Mestranda em Educação, Gestão de Difusão em Biociências (IBqM/UFRJ), especialista em Biologia Parasitária e professora de Ciências e Biologia na Educação Básica

Introdução

Esta proposta tem como objetivo apresentar uma atividade enriquecedora da prática pedagógica. Tem como cenário o Colégio Estadual Liddy Mignone, localizado em Paty do Alferes, interior do Estado do Rio de Janeiro. Participaram do trabalho 20 alunos do segundo segmento do Ensino Fundamental durante o terceiro bimestre de 2014. A proposta foi construída com base nas competências e habilidades do Currículo Mínimo, nas atividades e sugestões das orientações pedagógicas e dos roteiros e textos do Curso de Formação Continuada para professores do Estado do Rio de Janeiro. Os alunos construíram um aquecedor de garrafa PET com mediação e intervenção do professor, com o intuito de compreender, na prática, a transformação da energia solar em térmica e o funcionamento de um coletor solar caseiro. A metodologia utilizada foi a pesquisa-ação e, como coleta de dados, depoimentos dos alunos e observação participativa. Tal proposta foi extremamente enriquecedora, com participação efetiva dos alunos, promovendo a contextualização, a pesquisa, despertando a curiosidade e o interesse da turma. Além disso, possibilitou o desenvolvimento do pensamento científico, crítico e reflexivo para situações do cotidiano.

O ensino de Ciências Naturais vem sofrendo consideráveis transformações ao longo de sua História. Em seus primórdios, o ensino de Ciências era pautado na simples memorização de conceitos, tendo o professor como mero transmissor de conhecimentos acumulados pela humanidade. Com os avanços tecnológicos e a modernização da sociedade, o ensino de Ciências adquire uma nova roupagem, com documentos e propostas, a fim de despertar o interesse e a curiosidade dos alunos, o desenvolvimento do pensamento científico e melhorias na qualidade

De acordo com os Parâmetros Curriculares Nacionais (PCN, 1998), “na educação contemporânea, o ensino de Ciências Naturais é uma das áreas em que se pode construir a relação ser humano/natureza em outros termos, contribuindo para o desenvolvimento de uma consciência social e planetárias”.

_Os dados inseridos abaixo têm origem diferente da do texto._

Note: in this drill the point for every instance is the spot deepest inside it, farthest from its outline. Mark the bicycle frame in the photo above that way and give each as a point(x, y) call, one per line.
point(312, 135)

Sendo assim, não é mais cabível o ensino de Ciências de forma linear, fragmentada e pautada apenas no livro didático. Uma postura reflexiva, crítica e inovadora vem tomando espaço no ambiente educacional, a fim de promover a formação integral do aluno.

Nesse sentido, algumas propostas têm sugerido a integração das disciplinas científicas, buscando a interdisciplinaridade no ensino de Ciências Naturais (PCN, 1998). O que se propõe é um ensino focado na troca construtiva de ideias e conhecimento, em que aprender de forma lúdica se torna prazeroso (Pavão, 2011). Cabe ao professor fomentar a investigação, a experimentação, o debate – e não apenas transmitir o conteúdo (Pavão, 2003; Schiel, 2005).

Nessa perspectiva, pretende-se democratizar o acesso ao conhecimento científico e tecnológico, despertando o interesse dos alunos pela ciência, tornando-os cada vez mais críticos e ativos na tomada de decisão na sociedade em que vivem (Pavão, 2011).

Com o intuito de nortear a prática pedagógica, de forma clara e objetiva, a Secretaria de Estado de Educação do Rio de Janeiro elaborou o Currículo Mínimo de Ciências para a rede de ensino, no ano de 2012. Esse documento está alinhado às Diretrizes e aos Parâmetros Curriculares Nacionais, bem como às matrizes de referência dos principais exames nacionais e estaduais.

O Currículo Mínimo contempla ações essenciais que visam à melhoria da qualidade do ensino e aprendizagem, tais como: o ensino interdisciplinar e contextualizado; a oferta de recursos didáticos adequados; a inclusão de alunos com necessidades especiais; o respeito à diversidade em suas manifestações; a utilização de novas mídias no ensino; e a incorporação de projetos e temáticas transversais nos projetos pedagógicos da escola, entre outras (Currículo Mínimo, 2012).

O presente trabalho tem o intuito de apresentar uma estratégia metodológica enriquecedora no Ensino de Ciências, através da investigação e da pesquisa, despertando a curiosidade e o desenvolvimento científico, crítico e reflexivo nos alunos do 9º ano do Ensino Fundamental, além de promover reflexões sobre energia solar como limpa e renovável, como forma alternativa de energia, suas vantagens e desvantagens, conversão de energia solar em térmica e o funcionamento de um aquecedor solar de garrafa PET.

O trabalho foi realizado com 20 alunos do 9º ano do Ensino Fundamental, com faixa etária entre 14 e 15 anos do Colégio Estadual Liddy Mignone em Paty do Alferes.

O tema abordado foi “Fontes e formas de energia”, conteúdo do 3º bimestre do Currículo Mínimo. Além disso, utilizaram-se também atividades e sugestões das Orientações Pedagógicas (OPs), documento vinculado ao Currículo Mínimo.

Primeiramente, investigaram-se as concepções prévias dos alunos sobre energia solar, suas vantagens e desvantagens e sua transformação em outras formas de energia.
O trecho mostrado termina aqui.